Veste di rosso e gli somiglia: c’è Dante sugli affreschi del camposanto di Pisa

È l’ipotesi avanzata da una professoressa di paleografia alla Scuola Normale
Un uomo vestito di rosso e assai somigliante al ritratto giottesco di Dante al Bargello. Potrebbe essere il ritratto del sommo poeta una delle figure rappresentate negli affreschi coevi che il pittore medievale Buonamico Buffalmacco (1262-1340 circa) dipinse dal 1336 sulle pareti nel camposanto di Pisa, fra gli arcangeli della sezione del giudizio universale che spingono all’inferno una folla di reietti.
È l’ipotesi che Giulia Ammannati, professoressa di paleografia alla Scuola Normale avanza in un articolo in via di stampa sugli annali della scuola.
“Perché Buffalmacco avrebbe fatto precipitare all’inferno proprio Dante? – si legge in un testo della Normale – Giulia Ammannati nel suo studio non si basa solo su somiglianze fisionomiche, ma riconduce questa ipotesi al contesto storico politico dell’epoca, e all’aspro contrasto che opponeva Papato e Impero”.
L’arcivescovo di Pisa Simone Saltarelli stretto collaboratore di papa Giovanni XXII – ricorda questo studio – si era dovuto rifugiare ad Avignone presso il Pontefice negli anni 1327 – 29) in cui Pisa fu occupata da Ludovico il Bavaro che vi insediò anche un proprio antipapa, Niccolò V. In quelle vicende i filoimperiali avevano tratto succosi argomenti da un’opera di Dante il trattato De monarchia presto condannata al rogo dagli emissari del Papa avignonese. Ecco che il Dante teorico di un’Italia unita anche sotto l’impero, può esser stato stigmatizzato negli affreschi di Buffalmacco nella cui ispirazione i domenicani pisani e lo stesso arcivescovo ebbero un ruolo fondamentale.

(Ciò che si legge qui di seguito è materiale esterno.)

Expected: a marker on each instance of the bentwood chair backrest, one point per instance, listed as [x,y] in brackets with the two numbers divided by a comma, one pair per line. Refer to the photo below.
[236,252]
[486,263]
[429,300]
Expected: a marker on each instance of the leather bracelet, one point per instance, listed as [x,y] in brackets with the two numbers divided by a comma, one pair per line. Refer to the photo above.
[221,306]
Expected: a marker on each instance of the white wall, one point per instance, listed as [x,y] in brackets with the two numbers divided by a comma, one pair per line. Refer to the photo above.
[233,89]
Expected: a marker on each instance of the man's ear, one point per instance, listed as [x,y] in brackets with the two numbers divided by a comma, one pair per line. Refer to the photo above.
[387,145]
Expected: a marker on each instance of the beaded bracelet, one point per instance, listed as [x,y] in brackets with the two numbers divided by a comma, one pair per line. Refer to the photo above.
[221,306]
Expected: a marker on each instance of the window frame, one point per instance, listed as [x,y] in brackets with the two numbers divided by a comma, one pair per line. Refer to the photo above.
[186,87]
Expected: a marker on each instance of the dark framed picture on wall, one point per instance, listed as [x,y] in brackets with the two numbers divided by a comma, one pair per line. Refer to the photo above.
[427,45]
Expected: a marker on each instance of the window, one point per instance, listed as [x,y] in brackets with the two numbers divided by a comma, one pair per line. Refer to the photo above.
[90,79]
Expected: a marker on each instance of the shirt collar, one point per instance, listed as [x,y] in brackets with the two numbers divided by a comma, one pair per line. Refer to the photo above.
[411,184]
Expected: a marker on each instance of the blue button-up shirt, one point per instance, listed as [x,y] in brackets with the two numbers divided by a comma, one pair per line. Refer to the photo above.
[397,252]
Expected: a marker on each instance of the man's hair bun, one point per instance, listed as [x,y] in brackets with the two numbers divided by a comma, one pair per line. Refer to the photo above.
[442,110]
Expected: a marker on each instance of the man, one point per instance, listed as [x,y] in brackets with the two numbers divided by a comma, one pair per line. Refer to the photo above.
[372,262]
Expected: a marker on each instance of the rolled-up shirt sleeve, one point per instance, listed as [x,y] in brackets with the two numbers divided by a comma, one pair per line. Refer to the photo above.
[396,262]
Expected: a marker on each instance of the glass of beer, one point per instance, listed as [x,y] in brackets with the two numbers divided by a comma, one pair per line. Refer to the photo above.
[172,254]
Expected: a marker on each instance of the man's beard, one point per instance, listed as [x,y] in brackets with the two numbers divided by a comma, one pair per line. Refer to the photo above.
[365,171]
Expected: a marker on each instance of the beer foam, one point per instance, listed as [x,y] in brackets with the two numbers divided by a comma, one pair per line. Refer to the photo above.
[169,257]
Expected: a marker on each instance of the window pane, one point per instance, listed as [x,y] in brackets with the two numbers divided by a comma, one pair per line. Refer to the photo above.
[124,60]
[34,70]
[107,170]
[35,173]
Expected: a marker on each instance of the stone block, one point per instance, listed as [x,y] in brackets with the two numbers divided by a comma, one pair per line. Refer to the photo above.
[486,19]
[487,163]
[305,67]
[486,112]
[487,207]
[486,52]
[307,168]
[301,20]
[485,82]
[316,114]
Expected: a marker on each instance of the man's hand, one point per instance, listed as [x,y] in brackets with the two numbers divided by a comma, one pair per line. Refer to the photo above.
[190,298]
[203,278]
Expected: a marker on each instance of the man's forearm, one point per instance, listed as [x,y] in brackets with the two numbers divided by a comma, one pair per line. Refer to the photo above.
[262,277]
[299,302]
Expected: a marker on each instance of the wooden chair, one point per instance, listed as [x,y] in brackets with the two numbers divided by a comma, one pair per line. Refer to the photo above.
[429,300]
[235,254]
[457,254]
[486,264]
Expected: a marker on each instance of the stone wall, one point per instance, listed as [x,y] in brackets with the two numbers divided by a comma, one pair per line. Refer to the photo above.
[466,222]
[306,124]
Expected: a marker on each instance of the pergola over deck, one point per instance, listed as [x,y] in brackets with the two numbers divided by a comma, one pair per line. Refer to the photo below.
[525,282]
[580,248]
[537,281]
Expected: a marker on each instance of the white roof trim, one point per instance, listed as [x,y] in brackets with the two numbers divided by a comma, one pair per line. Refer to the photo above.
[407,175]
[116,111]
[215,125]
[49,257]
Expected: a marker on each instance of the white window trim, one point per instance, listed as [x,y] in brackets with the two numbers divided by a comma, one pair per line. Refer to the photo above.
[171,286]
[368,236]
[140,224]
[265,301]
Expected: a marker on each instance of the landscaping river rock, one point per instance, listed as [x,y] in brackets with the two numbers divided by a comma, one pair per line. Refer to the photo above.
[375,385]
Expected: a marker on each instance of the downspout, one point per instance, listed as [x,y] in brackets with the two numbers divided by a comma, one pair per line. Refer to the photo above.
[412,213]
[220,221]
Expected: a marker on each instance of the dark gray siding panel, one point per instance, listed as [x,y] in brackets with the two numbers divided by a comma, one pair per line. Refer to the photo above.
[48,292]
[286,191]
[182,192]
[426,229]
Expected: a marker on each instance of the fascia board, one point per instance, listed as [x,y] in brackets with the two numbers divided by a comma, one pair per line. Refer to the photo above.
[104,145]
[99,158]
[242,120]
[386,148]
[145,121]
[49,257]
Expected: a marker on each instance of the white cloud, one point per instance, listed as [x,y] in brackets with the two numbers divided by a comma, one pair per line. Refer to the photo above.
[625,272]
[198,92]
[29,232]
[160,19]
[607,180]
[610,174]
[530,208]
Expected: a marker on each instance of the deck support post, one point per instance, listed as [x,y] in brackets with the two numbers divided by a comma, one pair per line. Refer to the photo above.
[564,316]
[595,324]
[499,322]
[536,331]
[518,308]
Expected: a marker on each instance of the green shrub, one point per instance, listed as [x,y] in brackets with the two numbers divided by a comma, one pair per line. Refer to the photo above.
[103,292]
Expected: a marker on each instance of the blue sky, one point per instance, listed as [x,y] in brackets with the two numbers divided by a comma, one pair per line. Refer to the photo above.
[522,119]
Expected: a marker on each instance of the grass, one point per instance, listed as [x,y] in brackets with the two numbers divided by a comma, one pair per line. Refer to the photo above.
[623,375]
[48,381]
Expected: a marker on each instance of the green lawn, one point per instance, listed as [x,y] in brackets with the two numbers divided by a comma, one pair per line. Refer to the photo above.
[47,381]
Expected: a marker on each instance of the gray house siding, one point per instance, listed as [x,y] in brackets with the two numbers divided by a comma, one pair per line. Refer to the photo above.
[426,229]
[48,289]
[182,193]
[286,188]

“Il personaggio barbuto accanto a lui – prosegue lo studio – potrebbe allora essere Virgilio, messo al bando forse anche per la sua fama medievale di mago, accusa che peraltro colpì lo stesso Dante negli ultimi anni della sua vita. Ma cosa sapevano i pisani dell’aspetto di Dante quando Buffalmacco dipingeva in Camposanto? Saltarelli e Buffalmacco erano fiorentini e potevano aver visto il ritratto di Dante al Bargello”.
Tuttavia la professoressa Ammannati adduce anche la plausibile ipotesi dovuta a Marco Santagata che Dante avesse soggiornato a lungo a Pisa negli anni di Arrigo VII (1312-13) componendovi larghe parti del De monarchia e dove fu probabilmente visto e ricordato. La predicazione dei domenicani e la tradizione orale di commento ai dipinti avrebbero fatto il resto, rendendo riconoscibile ai contemporanei l’exemplum del reprobo Dante.